Against expectation, Elijah does not find God speaking in his most powerful effects, his signs and wonders: wind, earthquake and fire. Instead he finds God speaking in the ghost of a whisper of wind.
He finds God, not in his wonders from afar, but finds him near, at the entrance to the cave, the threshold, the place of greeting. God is not only an afar God, but also a very near God. He is present to Elijah in sign.
This is an incarnational moment having reference to both God afar and God near. The responsorial psalm (84) refers in its own way to something similar too: justice looks down from heaven and afar; the earth under our feet bears fruit. There is call and response.
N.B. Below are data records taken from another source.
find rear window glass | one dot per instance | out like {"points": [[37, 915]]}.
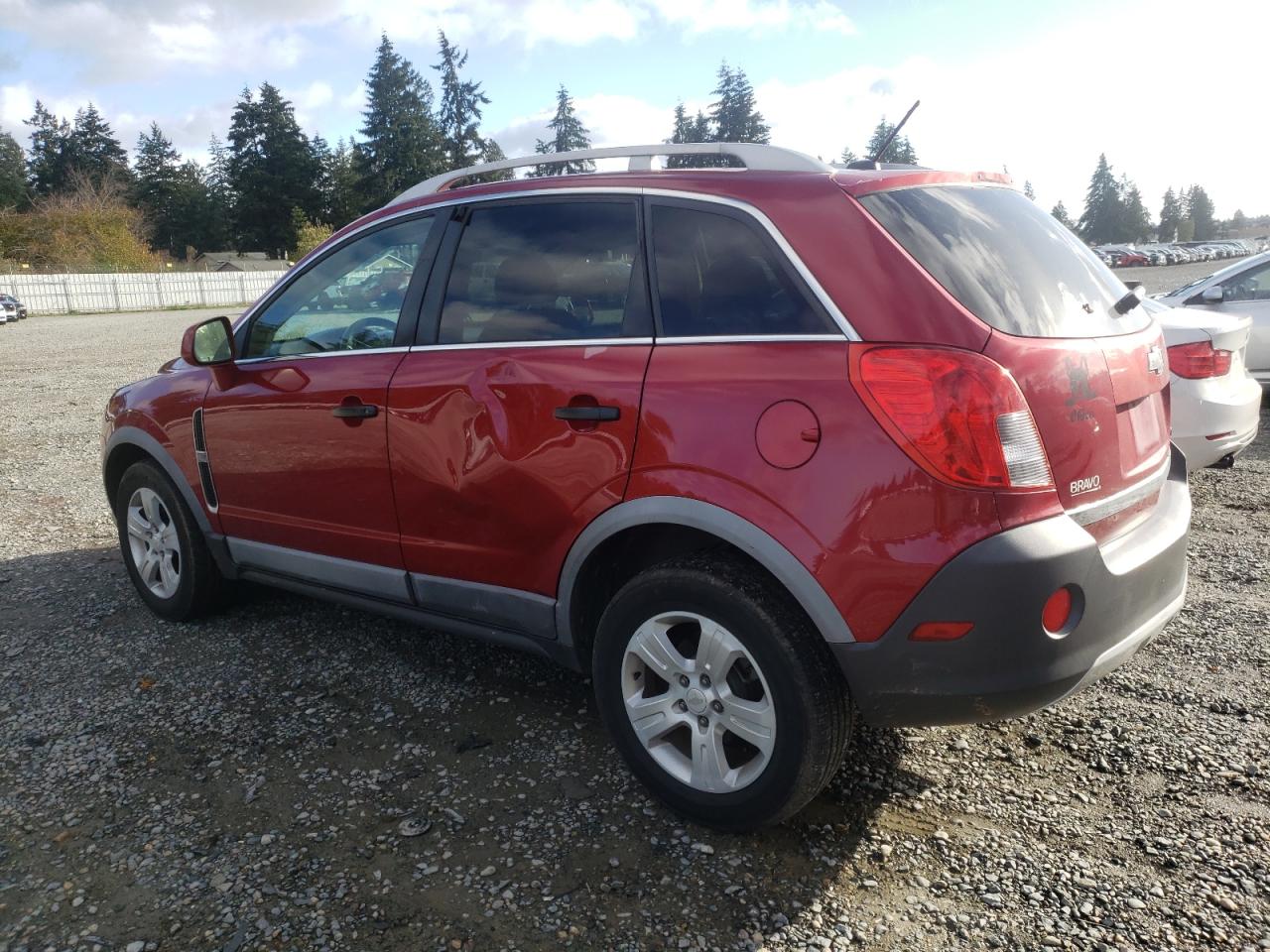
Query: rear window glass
{"points": [[1006, 261]]}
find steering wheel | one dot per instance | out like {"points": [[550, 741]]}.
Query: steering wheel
{"points": [[352, 339]]}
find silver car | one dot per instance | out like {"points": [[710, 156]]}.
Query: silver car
{"points": [[1242, 287]]}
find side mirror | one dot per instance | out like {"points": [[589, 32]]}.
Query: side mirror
{"points": [[208, 343]]}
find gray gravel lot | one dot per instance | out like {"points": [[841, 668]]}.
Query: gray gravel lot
{"points": [[298, 775]]}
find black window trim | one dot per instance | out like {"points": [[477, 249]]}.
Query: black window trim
{"points": [[779, 255], [408, 317], [427, 338]]}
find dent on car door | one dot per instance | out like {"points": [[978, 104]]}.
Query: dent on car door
{"points": [[295, 429], [513, 424]]}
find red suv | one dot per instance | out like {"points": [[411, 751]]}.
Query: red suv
{"points": [[762, 449]]}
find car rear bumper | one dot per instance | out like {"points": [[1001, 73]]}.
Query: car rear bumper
{"points": [[1007, 664], [1213, 417]]}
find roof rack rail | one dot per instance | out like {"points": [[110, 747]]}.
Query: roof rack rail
{"points": [[752, 155]]}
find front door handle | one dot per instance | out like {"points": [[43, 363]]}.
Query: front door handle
{"points": [[356, 412], [589, 414]]}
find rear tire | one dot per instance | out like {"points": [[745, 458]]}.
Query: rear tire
{"points": [[758, 737], [163, 547]]}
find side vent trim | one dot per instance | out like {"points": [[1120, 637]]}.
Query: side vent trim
{"points": [[204, 467]]}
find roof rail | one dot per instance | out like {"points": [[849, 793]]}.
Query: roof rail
{"points": [[752, 155]]}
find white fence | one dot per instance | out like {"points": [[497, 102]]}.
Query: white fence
{"points": [[66, 294]]}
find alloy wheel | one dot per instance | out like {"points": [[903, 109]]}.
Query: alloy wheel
{"points": [[698, 702], [154, 543]]}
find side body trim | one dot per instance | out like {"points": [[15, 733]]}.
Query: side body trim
{"points": [[508, 610], [375, 580], [717, 522]]}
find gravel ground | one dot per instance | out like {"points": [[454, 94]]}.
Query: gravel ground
{"points": [[1167, 277], [298, 775]]}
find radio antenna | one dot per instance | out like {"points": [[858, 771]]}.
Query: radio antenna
{"points": [[894, 132]]}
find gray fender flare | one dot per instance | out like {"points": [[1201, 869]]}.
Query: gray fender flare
{"points": [[141, 439], [719, 522]]}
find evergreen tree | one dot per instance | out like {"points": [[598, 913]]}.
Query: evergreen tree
{"points": [[899, 151], [1170, 216], [1135, 221], [734, 116], [567, 135], [154, 189], [1102, 217], [191, 214], [1199, 209], [220, 198], [93, 149], [343, 198], [492, 153], [461, 103], [49, 168], [272, 172], [13, 173], [402, 141]]}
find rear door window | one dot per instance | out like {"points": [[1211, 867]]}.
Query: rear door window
{"points": [[717, 276], [547, 271], [1007, 262]]}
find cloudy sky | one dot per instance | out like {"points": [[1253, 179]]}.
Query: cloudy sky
{"points": [[1173, 95]]}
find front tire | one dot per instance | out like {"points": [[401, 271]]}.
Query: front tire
{"points": [[163, 547], [719, 693]]}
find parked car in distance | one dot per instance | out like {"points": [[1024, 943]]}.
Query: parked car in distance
{"points": [[1215, 405], [14, 306], [1242, 287], [663, 428]]}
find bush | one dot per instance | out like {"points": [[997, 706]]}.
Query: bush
{"points": [[87, 229]]}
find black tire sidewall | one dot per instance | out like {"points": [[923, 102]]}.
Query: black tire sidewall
{"points": [[748, 621], [148, 476]]}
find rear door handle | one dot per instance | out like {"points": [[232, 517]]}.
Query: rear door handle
{"points": [[587, 413], [356, 412]]}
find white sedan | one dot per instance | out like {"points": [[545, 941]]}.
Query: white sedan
{"points": [[1215, 403], [1241, 289]]}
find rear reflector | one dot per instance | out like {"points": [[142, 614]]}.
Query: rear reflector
{"points": [[1057, 611], [1199, 361], [940, 631], [957, 414]]}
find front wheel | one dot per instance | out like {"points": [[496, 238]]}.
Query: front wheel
{"points": [[719, 693], [167, 556]]}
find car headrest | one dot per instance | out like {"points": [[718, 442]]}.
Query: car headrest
{"points": [[526, 280]]}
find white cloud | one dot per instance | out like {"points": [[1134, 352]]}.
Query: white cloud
{"points": [[754, 16]]}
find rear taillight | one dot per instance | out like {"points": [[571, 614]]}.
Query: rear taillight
{"points": [[957, 414], [1199, 361]]}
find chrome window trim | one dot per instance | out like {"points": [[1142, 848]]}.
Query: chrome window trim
{"points": [[744, 207], [350, 352], [1121, 499], [752, 339], [508, 344]]}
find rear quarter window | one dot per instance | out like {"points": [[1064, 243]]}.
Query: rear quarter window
{"points": [[1007, 262]]}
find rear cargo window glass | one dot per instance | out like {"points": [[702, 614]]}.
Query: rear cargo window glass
{"points": [[1006, 261], [715, 276]]}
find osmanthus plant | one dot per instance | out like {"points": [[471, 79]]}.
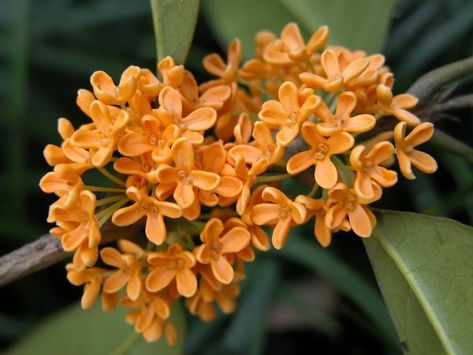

The Gospel starts by distancing Jesus from the crowd and disciples. A bit like Elijah, Jesus arises and goes up into the hills, apart, to pray to his Father. He then comes to the disciples both from the eye of the storm and from his Father. He is not only in unity with the Creator God from afar, he is the ‘ghost’ in the wind, but also the ghost of the wind as the wind calms.
He raises Peter over the gunnel of the boat, the threshold to the group of disciples. This is the place of greeting and the place of the disciples’ response. Jesus is God, both far and near. He is one with the powerful Creator God and also one with God of the quiet presence, fruit-producing, faith-producing.
The reality of Jesus, as the reality of God, may not be at first apparent. Jesus has to be sought, as Elijah seeks God. Peter and the disciples seek him. The appearance of Jesus cannot be taken in at one go. Blurred perceptions have to be clarified. God is seen and not seen as he comes in sign. Here the sign is Jesus himself.
Elements within today’s Gospel also have resonances with the post-resurrection appearances of Jesus. Both the disciples in the boat at sea and those disciples who meet Jesus after his resurrection are at first unable to identify Jesus. Elijah had problems identifying God on the mountain.
In each case, Elijah, the disciples at sea in the storm and the disciples meeting Jesus after his resurrection, there comes a theshold moment or identity point. For Elijah it is at the mouth of the cave and the ghost of the wind. For the disciples in the storm it is Jesus getting into the boat and the wind dropping. For the disciples after the resurrection it is in Jesus passing through a door, saying a blessing or giving a meal.
Jesus greets and becomes present. Sometimes his presence comes with the words, ‘Be not afraid.’ This is the call to temper the fear of awe arising from the fact that the all-powerful God could come to be present in this man. He is in this person Jesus at this point of meeting. Jesus raises the disciples over a belief threshold.
We all stand at moments of God’s disclosure in our lives, thresholds in our life, points of being greeted. We need to see them as bearers of God’s presence. We see and do not see. There is often obscurity, but also God’s presence in reality is there. We may say with St Thomas Aquinas,
O Godhead hid, devoutly I adore thee.
This applies to all sacramental occasions, all events of meeting and greeting the Lord and acknowledgements of his presence.